Rodríguez comenta que una de las dificultades del soplado de damajuanas reside en un instrumento esencial para el trabajo de un artesano del cristal: la caña. “Es la herramienta con la que sacamos el cristal fundido por una de sus puntas y lo soplamos por la otra. Este método, que evita que nos quememos, tiene una particularidad: hace efecto palanca. Esto significa que hay una limitación en cuanto a los kilogramos de cristal que podemos soplar, que son entre 15 y 20. Físicamente, es imposible trabajar con más, de modo que tampoco podemos soplar damajuanas que superen los 54-60 litros de capacidad”.
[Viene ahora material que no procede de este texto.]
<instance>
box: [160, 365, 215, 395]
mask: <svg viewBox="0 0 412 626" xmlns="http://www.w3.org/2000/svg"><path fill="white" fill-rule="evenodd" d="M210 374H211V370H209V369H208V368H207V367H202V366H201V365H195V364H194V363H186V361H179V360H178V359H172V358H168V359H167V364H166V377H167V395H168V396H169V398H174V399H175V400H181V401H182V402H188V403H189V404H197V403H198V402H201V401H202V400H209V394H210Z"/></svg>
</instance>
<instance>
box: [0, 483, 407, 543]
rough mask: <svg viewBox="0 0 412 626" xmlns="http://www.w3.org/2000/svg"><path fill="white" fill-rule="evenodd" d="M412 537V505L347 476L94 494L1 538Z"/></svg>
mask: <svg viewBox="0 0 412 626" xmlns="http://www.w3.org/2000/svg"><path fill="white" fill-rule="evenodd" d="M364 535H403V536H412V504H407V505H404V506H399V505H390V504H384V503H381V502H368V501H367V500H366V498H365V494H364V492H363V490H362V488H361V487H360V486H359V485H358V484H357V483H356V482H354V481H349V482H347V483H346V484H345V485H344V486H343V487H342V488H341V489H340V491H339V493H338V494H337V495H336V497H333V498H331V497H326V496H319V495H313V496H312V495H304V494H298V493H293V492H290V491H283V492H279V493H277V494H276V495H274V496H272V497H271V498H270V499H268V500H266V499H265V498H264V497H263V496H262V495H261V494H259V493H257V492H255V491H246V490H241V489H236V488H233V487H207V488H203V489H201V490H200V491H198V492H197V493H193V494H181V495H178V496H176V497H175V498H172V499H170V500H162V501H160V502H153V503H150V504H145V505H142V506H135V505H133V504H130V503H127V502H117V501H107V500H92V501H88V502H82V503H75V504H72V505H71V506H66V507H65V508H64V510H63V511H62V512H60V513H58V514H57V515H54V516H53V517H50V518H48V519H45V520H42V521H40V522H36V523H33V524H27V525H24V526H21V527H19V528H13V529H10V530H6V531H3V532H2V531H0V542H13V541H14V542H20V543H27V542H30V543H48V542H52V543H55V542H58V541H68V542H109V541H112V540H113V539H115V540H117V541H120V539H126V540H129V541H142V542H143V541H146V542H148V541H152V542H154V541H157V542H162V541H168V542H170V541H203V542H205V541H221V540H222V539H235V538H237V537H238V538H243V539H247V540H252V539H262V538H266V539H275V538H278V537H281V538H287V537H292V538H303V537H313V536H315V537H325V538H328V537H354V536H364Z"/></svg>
Este maestro soplador afirma que el trabajo artesanal con vidrio se perdió con la industrialización y sabe que el relevo generacional está en entredicho, pero quiere animar a que más personas descubran la profesión. “Pensemos una cosa: el vidrio es el futuro. Cualquier producto de calidad se envasa en vidrio y ya estamos intentando acabar con el plástico. Siempre vamos a tener trabajo. Lo único que se requiere en este oficio es ser buen soplador, ser buen vendedor y tener la persistencia y la resistencia a la frustración para aprender”. Nada mejor para entender de qué habla Rodríguez (e imaginar qué es trabajar con un calor abrasador, un material ardiente y, a la vez, muy frágil), que seguir su recomendación y ver el alucinante concurso de soplado de vidrio, Blown Away (Netflix). “Es un gran retrato de la magia, el arte y el espectáculo del trabajo artesanal con vidrio”.